Sindiran lainnya Arifin mungkin sudah mulai terbiasa mendengar, tetapi satu panggilan di kalimat akhir Fia membuatnya sukses merasa heran. "Jangan sembarangan memberi nama panggilan untuk orang lain, terlebih jika semua itu hanya karena rasa cemburu. Kamu cemburu saya lebih mementingkan Rania ketimbang kamu? Kamu fitnah dia— ah, bukan. Lebih tepat jika dibilang, kamu fitnah garis keturunannya."

Kata 'fitnah' sukses membuat Fia tertawa. Sedetik berlalu, kian cepat frekuensi tawa yang muncul. Kepalanya menggeleng kencang. Reaksinya membuat Arifin kian mengernyit.

"Alifia—"

"Arifin, Arifin," panggilnya dengan tawa mulai terhenti. Tangan Fia naik, menghapus air mata yang sedikit keluar akibat tawa berlebih. "Dengar. Aku bukanlah tipe wanita yang suka buat onar jika sedang cemburu."

Diliriknya ekspresi Arifin yang dingin. Alifia menghentikan tawanya. "Terlebih, aku juga ga akan cemburu. Apalagi, pada wanita murahan kaya dia," lanjutnya. "Jalang, haus belaian."

"Apa?" Ekspresi Arifin kian datar, bagai turun ke titik beku. "Kamu gila? Baru sekarang saya tau, ternyata caramu bicara serendah ini?" sarkasnya.

"Ya. Dia Murahan, pembunuh, bahkan..." Alifia mengikis jarak mereka berdua.

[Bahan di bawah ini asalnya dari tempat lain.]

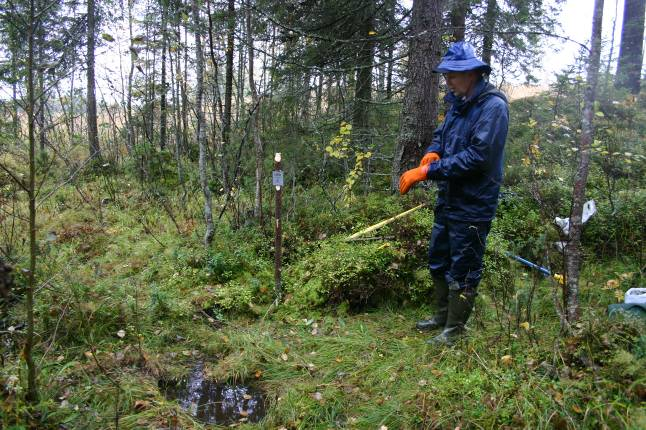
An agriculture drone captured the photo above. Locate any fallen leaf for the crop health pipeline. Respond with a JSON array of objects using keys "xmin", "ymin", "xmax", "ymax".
[
  {"xmin": 135, "ymin": 400, "xmax": 150, "ymax": 412},
  {"xmin": 500, "ymin": 355, "xmax": 514, "ymax": 366},
  {"xmin": 606, "ymin": 279, "xmax": 619, "ymax": 288}
]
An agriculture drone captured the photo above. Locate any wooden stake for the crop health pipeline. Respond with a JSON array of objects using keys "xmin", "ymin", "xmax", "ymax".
[
  {"xmin": 345, "ymin": 203, "xmax": 426, "ymax": 241},
  {"xmin": 272, "ymin": 152, "xmax": 284, "ymax": 304}
]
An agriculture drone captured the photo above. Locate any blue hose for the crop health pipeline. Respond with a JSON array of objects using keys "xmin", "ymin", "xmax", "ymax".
[{"xmin": 505, "ymin": 251, "xmax": 552, "ymax": 276}]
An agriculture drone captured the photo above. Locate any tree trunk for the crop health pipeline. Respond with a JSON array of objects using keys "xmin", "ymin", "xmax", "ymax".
[
  {"xmin": 564, "ymin": 0, "xmax": 603, "ymax": 323},
  {"xmin": 23, "ymin": 0, "xmax": 38, "ymax": 404},
  {"xmin": 87, "ymin": 0, "xmax": 101, "ymax": 159},
  {"xmin": 221, "ymin": 0, "xmax": 236, "ymax": 195},
  {"xmin": 616, "ymin": 0, "xmax": 646, "ymax": 94},
  {"xmin": 354, "ymin": 2, "xmax": 375, "ymax": 146},
  {"xmin": 168, "ymin": 29, "xmax": 184, "ymax": 184},
  {"xmin": 126, "ymin": 0, "xmax": 136, "ymax": 155},
  {"xmin": 247, "ymin": 0, "xmax": 264, "ymax": 225},
  {"xmin": 482, "ymin": 0, "xmax": 498, "ymax": 64},
  {"xmin": 391, "ymin": 0, "xmax": 443, "ymax": 190},
  {"xmin": 193, "ymin": 0, "xmax": 214, "ymax": 247},
  {"xmin": 11, "ymin": 44, "xmax": 20, "ymax": 137},
  {"xmin": 159, "ymin": 1, "xmax": 168, "ymax": 151},
  {"xmin": 180, "ymin": 26, "xmax": 188, "ymax": 152},
  {"xmin": 451, "ymin": 0, "xmax": 469, "ymax": 41}
]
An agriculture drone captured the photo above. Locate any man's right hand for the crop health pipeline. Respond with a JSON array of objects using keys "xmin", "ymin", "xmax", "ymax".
[{"xmin": 419, "ymin": 152, "xmax": 440, "ymax": 167}]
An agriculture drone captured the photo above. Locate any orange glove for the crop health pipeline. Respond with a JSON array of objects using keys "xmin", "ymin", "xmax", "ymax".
[
  {"xmin": 419, "ymin": 152, "xmax": 440, "ymax": 167},
  {"xmin": 399, "ymin": 163, "xmax": 430, "ymax": 195}
]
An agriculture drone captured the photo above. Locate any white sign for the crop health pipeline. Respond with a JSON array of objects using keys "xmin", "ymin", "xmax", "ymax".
[{"xmin": 271, "ymin": 170, "xmax": 284, "ymax": 187}]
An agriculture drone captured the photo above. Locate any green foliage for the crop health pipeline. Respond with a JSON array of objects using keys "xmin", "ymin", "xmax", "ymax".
[{"xmin": 286, "ymin": 238, "xmax": 401, "ymax": 308}]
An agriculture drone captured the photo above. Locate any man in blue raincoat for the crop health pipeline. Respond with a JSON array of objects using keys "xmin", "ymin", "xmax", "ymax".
[{"xmin": 399, "ymin": 41, "xmax": 509, "ymax": 345}]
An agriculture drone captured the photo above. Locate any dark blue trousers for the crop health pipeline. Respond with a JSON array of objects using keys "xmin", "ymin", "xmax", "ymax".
[{"xmin": 428, "ymin": 214, "xmax": 491, "ymax": 292}]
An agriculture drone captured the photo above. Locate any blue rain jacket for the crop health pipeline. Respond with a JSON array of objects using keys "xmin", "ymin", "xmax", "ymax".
[{"xmin": 426, "ymin": 80, "xmax": 509, "ymax": 222}]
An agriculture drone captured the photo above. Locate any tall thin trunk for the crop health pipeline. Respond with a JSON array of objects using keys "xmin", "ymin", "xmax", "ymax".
[
  {"xmin": 482, "ymin": 0, "xmax": 498, "ymax": 64},
  {"xmin": 168, "ymin": 31, "xmax": 184, "ymax": 184},
  {"xmin": 23, "ymin": 0, "xmax": 38, "ymax": 404},
  {"xmin": 193, "ymin": 0, "xmax": 214, "ymax": 247},
  {"xmin": 235, "ymin": 26, "xmax": 246, "ymax": 124},
  {"xmin": 391, "ymin": 0, "xmax": 443, "ymax": 190},
  {"xmin": 159, "ymin": 1, "xmax": 168, "ymax": 151},
  {"xmin": 87, "ymin": 0, "xmax": 101, "ymax": 158},
  {"xmin": 11, "ymin": 44, "xmax": 20, "ymax": 137},
  {"xmin": 247, "ymin": 0, "xmax": 264, "ymax": 225},
  {"xmin": 451, "ymin": 0, "xmax": 469, "ymax": 41},
  {"xmin": 352, "ymin": 3, "xmax": 375, "ymax": 143},
  {"xmin": 126, "ymin": 0, "xmax": 136, "ymax": 155},
  {"xmin": 616, "ymin": 0, "xmax": 646, "ymax": 94},
  {"xmin": 564, "ymin": 0, "xmax": 604, "ymax": 323},
  {"xmin": 316, "ymin": 73, "xmax": 323, "ymax": 117},
  {"xmin": 37, "ymin": 56, "xmax": 47, "ymax": 154},
  {"xmin": 605, "ymin": 0, "xmax": 619, "ymax": 85},
  {"xmin": 222, "ymin": 0, "xmax": 236, "ymax": 195},
  {"xmin": 386, "ymin": 45, "xmax": 395, "ymax": 100}
]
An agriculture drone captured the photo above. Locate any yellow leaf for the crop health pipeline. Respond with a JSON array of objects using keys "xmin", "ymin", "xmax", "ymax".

Bersitatap dengan netra Arifin, mereka dipenuhi emosi membara. "Jalang?"

Alifia benar-benar mengabaikan sarkasan yang Arifin selipkan di akhir kalimatnya. Berpura-pura tak mendengar apa pun.

Sekali terdengar, Arifin mencoba maklum. Kali kedua? Jangan harapkan Arifin akan menebalkan kesabarannya.

... Sesuai dugaan. Sedetik setelah ucapan Alifia terlontar, suara pertemuan kulit pipi dan tangan terdengar nyaring. Telinga Fia dibuat berdengung, kepalanya yang tertoleh ke kanan memperlihatkan ekspresi sedikit terkejut. Tangannya naik, meraba pipi yang ditampar Arifin, suaminya tercinta.

Alifia terdiam, lalu tawa yang tak dimengerti keluar dari sudut bibirnya. Seiring bersama darah yang mulai muncul di sana. "Apa? Marah? Hanya segini padahal."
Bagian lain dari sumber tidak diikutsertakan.